A 1024-Channel CMOS Microelectrode Array With 26,400 Electrodes for Recording and Stimulation of Electrogenic Cells In Vitro.

作者信息

Ballini Marco, Müller Jan, Livi Paolo, Chen Yihui, Frey Urs, Stettler Alexander, Shadmani Amir, Viswam Vijay, Jones Ian Lloyd, Jäckel David, Radivojevic Milos, Lewandowska Marta K, Gong Wei, Fiscella Michele, Bakkum Douglas J, Heer Flavio, Hierlemann Andreas

机构信息

D-BSSE, ETH Zurich, 4058 Basel, Switzerland. He is now with IMEC vzw, 3001 Leuven, Belgium.

Department of Biosystems Science and Engineering (D-BSSE), ETH Zurich, 4058 Basel, Switzerland.

出版信息

IEEE J Solid-State Circuits. 2014 Nov;49(11):2705-2719. doi: 10.1109/JSSC.2014.2359219.

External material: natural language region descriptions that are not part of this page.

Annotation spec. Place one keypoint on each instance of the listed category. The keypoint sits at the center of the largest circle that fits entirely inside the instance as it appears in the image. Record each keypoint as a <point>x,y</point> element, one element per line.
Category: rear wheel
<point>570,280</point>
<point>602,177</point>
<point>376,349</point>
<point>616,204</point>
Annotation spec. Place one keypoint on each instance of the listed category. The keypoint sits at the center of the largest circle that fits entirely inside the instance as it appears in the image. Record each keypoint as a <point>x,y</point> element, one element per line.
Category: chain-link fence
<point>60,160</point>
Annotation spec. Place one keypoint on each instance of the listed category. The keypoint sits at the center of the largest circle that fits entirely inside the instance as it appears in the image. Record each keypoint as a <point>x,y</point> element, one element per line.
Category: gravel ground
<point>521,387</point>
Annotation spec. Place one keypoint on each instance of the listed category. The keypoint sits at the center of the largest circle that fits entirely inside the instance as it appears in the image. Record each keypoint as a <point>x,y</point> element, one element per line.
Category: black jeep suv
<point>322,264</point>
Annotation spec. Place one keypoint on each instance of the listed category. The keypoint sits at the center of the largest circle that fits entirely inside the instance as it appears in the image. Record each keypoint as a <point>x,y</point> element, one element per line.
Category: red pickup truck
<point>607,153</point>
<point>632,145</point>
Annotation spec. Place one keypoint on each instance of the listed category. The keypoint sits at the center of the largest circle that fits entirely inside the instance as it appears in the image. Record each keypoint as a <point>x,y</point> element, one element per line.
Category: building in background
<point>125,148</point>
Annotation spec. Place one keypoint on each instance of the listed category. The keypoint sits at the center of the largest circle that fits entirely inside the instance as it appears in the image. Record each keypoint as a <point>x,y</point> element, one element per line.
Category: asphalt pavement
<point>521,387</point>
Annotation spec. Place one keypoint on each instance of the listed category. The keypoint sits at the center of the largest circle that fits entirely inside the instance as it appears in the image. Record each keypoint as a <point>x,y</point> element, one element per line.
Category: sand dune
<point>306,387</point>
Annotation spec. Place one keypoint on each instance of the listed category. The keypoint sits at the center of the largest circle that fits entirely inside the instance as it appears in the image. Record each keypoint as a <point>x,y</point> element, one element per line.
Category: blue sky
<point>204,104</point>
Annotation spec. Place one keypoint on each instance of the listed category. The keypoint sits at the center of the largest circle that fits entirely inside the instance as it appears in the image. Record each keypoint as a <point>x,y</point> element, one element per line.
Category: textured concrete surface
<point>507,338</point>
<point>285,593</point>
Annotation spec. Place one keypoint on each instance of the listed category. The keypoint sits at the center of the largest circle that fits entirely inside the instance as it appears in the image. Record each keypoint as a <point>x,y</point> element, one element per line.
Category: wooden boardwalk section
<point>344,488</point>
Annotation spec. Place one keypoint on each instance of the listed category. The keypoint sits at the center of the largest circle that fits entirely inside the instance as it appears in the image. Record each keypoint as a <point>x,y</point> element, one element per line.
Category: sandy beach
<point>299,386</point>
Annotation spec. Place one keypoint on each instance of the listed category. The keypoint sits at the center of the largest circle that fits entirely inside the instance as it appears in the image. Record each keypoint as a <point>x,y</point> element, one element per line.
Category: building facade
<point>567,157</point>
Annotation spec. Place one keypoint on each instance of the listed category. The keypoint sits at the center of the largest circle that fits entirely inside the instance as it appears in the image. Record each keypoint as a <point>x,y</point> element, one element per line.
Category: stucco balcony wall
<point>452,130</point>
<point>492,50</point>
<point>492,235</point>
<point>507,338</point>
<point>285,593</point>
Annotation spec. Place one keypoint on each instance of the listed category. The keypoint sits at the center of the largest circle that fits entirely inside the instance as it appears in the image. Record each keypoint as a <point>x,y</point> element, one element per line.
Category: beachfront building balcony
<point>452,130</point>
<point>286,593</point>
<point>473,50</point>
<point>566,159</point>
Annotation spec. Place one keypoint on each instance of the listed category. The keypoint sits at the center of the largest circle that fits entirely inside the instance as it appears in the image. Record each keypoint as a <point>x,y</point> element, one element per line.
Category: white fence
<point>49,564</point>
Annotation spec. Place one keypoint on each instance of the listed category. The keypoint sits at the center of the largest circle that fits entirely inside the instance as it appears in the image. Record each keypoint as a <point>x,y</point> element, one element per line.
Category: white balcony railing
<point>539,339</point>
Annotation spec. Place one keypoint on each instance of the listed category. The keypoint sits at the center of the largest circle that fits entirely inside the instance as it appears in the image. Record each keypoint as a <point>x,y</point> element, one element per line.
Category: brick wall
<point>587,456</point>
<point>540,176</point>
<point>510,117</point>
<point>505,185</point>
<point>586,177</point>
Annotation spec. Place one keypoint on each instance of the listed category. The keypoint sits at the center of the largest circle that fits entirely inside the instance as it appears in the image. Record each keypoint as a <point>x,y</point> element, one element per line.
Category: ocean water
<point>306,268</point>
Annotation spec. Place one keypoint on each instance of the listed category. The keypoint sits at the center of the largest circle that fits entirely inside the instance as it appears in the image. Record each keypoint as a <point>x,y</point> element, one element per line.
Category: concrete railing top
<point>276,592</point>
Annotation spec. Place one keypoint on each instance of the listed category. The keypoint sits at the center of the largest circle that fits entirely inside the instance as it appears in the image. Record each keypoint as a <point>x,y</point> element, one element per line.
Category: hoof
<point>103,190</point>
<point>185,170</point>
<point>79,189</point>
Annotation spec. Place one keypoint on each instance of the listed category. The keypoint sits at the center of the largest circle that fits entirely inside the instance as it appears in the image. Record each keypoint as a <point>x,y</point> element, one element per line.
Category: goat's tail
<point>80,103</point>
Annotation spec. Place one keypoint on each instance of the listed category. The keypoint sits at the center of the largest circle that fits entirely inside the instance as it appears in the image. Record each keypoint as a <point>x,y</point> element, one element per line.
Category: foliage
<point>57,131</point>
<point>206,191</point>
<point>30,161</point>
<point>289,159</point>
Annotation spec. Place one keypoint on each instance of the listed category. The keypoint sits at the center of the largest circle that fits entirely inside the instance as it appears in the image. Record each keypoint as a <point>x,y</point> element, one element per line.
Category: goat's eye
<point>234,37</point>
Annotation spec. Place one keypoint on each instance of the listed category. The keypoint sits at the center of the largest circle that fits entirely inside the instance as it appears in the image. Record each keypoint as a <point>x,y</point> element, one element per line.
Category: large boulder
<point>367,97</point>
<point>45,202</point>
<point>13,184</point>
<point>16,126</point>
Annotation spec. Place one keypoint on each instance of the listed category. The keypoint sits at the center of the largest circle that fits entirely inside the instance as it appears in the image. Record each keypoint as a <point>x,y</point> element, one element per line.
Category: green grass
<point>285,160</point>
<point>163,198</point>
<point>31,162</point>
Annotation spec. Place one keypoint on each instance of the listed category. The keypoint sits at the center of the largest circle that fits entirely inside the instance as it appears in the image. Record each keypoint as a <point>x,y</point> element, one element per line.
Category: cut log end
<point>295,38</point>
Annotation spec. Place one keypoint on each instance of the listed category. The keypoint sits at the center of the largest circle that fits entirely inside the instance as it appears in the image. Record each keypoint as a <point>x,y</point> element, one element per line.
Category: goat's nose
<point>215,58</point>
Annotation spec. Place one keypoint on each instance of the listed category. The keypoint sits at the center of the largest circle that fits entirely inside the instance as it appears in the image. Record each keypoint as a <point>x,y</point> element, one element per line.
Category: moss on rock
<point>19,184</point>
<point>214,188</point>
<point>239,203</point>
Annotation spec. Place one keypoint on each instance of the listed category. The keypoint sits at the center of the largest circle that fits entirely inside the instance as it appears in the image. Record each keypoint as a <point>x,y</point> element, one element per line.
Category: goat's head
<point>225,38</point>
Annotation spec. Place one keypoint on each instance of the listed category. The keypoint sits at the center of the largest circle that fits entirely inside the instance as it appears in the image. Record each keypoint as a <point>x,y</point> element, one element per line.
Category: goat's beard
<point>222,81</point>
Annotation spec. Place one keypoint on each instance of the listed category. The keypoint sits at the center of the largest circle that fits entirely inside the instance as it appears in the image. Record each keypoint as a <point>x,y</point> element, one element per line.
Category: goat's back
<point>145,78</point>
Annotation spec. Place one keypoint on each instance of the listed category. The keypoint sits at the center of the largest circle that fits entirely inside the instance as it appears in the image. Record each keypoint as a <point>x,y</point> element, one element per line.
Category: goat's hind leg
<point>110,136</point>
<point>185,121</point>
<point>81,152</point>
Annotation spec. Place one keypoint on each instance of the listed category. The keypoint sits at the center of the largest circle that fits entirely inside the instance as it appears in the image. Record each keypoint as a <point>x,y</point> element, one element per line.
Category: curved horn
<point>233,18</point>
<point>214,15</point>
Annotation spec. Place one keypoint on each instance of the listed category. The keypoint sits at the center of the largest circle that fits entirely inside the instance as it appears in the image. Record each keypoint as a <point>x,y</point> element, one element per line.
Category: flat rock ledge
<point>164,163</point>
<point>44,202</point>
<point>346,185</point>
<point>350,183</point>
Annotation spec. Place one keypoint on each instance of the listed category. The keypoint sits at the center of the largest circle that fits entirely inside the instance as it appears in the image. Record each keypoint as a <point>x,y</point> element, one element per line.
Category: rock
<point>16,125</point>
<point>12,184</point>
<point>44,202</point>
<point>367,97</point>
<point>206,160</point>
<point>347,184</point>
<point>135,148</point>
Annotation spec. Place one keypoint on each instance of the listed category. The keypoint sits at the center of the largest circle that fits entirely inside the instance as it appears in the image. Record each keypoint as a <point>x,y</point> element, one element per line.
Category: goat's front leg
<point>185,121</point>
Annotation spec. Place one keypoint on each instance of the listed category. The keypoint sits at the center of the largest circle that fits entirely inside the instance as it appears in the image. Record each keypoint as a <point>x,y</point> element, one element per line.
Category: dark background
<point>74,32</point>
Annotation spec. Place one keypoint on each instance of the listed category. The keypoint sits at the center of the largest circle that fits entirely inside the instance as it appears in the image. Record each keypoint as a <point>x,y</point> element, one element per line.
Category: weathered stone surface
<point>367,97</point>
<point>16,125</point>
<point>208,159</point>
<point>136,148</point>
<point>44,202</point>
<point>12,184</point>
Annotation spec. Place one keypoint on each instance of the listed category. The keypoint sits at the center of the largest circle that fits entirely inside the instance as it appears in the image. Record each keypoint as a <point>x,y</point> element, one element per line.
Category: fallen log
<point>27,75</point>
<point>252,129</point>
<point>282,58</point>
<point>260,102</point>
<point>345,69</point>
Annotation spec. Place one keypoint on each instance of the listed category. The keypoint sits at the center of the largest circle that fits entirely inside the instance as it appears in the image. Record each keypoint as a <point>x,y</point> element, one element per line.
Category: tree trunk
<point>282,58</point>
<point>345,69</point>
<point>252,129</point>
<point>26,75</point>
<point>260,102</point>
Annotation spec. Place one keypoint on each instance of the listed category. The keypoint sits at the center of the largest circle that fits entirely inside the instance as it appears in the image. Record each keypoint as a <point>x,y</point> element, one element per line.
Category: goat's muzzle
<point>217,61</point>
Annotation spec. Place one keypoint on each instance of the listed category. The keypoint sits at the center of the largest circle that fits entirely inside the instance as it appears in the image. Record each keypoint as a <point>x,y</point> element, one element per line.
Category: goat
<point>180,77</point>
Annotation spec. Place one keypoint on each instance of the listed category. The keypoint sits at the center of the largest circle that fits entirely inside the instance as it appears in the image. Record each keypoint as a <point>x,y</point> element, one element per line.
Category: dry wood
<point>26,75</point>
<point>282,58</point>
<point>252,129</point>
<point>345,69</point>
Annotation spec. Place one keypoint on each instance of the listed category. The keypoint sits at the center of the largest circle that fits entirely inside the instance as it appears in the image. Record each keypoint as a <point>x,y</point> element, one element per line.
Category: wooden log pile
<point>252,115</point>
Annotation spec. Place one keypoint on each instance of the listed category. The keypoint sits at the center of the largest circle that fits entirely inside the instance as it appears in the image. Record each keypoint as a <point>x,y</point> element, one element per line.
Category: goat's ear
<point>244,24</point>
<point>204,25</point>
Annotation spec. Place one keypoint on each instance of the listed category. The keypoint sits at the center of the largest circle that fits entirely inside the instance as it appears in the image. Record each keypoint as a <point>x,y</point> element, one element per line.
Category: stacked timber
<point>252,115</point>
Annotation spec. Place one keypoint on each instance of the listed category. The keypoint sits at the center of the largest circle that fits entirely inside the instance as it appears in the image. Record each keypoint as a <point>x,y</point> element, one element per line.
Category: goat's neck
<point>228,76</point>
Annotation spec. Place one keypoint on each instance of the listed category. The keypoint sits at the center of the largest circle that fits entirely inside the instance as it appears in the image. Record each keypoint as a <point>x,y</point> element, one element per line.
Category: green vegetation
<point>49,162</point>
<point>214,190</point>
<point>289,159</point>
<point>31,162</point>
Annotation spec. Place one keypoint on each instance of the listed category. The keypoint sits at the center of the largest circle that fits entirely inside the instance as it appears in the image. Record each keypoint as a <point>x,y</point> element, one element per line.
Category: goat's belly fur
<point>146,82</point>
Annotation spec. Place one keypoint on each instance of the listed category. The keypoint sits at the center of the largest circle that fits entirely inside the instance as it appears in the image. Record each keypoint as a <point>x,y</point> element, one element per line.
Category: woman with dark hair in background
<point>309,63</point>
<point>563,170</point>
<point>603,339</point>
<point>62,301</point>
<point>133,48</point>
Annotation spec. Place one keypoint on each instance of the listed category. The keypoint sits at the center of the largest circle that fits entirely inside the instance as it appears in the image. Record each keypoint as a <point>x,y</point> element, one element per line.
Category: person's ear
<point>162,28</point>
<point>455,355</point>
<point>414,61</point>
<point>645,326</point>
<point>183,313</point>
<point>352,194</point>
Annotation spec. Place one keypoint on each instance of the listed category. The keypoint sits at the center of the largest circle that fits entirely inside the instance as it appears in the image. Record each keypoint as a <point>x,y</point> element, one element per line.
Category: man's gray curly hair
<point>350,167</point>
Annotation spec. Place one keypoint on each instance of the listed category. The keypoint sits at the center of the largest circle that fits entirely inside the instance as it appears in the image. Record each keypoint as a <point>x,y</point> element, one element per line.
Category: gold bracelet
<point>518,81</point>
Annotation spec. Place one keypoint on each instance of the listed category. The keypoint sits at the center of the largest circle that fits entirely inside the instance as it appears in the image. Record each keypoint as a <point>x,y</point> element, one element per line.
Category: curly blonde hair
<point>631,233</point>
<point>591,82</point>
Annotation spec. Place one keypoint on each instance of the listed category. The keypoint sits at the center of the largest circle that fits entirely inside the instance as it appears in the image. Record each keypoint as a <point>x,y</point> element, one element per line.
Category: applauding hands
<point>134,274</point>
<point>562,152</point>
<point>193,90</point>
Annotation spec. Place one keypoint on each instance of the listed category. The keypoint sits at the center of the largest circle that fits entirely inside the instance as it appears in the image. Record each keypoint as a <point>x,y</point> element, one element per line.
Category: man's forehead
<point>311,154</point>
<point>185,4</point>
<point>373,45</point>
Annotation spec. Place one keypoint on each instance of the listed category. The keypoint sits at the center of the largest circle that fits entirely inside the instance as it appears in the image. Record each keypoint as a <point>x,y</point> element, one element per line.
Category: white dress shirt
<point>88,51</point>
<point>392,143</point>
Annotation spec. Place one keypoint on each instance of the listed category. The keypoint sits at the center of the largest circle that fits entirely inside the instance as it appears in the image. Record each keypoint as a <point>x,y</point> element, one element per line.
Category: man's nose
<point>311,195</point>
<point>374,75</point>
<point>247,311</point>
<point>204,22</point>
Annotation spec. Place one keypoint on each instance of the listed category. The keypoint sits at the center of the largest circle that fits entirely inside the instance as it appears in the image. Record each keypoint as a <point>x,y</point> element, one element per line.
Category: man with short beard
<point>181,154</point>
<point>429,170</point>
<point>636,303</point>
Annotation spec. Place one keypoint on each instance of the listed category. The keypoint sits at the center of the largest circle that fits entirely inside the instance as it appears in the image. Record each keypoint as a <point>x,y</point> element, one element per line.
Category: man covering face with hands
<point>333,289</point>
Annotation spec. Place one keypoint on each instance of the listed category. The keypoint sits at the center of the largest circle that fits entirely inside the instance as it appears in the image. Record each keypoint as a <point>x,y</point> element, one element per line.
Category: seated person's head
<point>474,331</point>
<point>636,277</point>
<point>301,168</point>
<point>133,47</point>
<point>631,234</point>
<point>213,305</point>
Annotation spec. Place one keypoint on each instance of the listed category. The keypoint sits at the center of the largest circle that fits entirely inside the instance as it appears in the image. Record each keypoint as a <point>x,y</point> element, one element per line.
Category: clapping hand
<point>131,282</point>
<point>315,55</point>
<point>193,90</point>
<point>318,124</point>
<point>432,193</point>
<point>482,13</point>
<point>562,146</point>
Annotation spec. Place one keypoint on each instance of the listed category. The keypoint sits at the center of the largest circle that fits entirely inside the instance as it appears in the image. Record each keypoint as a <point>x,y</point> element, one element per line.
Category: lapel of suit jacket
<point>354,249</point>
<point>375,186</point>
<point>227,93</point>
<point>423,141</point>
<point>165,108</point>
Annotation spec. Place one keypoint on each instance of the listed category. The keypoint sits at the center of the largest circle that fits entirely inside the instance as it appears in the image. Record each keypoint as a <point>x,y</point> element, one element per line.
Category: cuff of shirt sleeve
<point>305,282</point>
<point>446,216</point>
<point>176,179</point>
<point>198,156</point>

DOI:10.1109/JSSC.2014.2359219
PMID:28502989
原文链接:https://pmc.ncbi.nlm.nih.gov/articles/PMC5424881/
Abstract

To advance our understanding of the functioning of neuronal ensembles, systems are needed to enable simultaneous recording from a large number of individual neurons at high spatiotemporal resolution and good signal-to-noise ratio. Moreover, stimulation capability is highly desirable for investigating, for example, plasticity and learning processes. Here, we present a microelectrode array (MEA) system on a single CMOS die for recording and stimulation. The system incorporates 26,400 platinum electrodes, fabricated by in-house post-processing, over a large sensing area (3.85 × 2.10 mm) with sub-cellular spatial resolution (pitch of 17.5 μm). Owing to an area and power efficient implementation, we were able to integrate 1024 readout channels on chip to record extracellular signals from a user-specified selection of electrodes. These channels feature noise values of 2.4 μV in the action-potential band (300 Hz-10 kHz) and 5.4 μV in the local-field-potential band (1 Hz-300 Hz), and provide programmable gain (up to 78 dB) to accommodate various biological preparations. Amplified and filtered signals are digitized by 10 bit parallel single-slope ADCs at 20 kSamples/s. The system also includes 32 stimulation units, which can elicit neural spikes through either current or voltage pulses. The chip consumes only 75 mW in total, which obviates the need of active cooling even for sensitive cell cultures.

摘要

为了加深我们对神经元集群功能的理解,需要能够以高时空分辨率和良好的信噪比同时记录大量单个神经元的系统。此外,例如在研究可塑性和学习过程时,刺激能力是非常必要的。在此,我们展示了一种集成在单个CMOS芯片上的用于记录和刺激的微电极阵列(MEA)系统。该系统通过内部后处理工艺,在大面积传感区域(3.85×2.10毫米)上制造了26400个铂电极,具有亚细胞空间分辨率(间距为17.5微米)。由于采用了面积和功耗高效的实现方式,我们能够在芯片上集成1024个读出通道,以记录用户指定选择的电极的细胞外信号。这些通道在动作电位频段(300赫兹至10千赫兹)的噪声值为2.4微伏,在局部场电位频段(1赫兹至300赫兹)的噪声值为5.4微伏,并提供可编程增益(高达78分贝)以适应各种生物制剂。放大和滤波后的信号由10位并行单斜率模数转换器以20千样本/秒的速率进行数字化。该系统还包括32个刺激单元,可通过电流或电压脉冲引发神经尖峰。芯片总功耗仅为75毫瓦,即使对于敏感的细胞培养物也无需主动冷却。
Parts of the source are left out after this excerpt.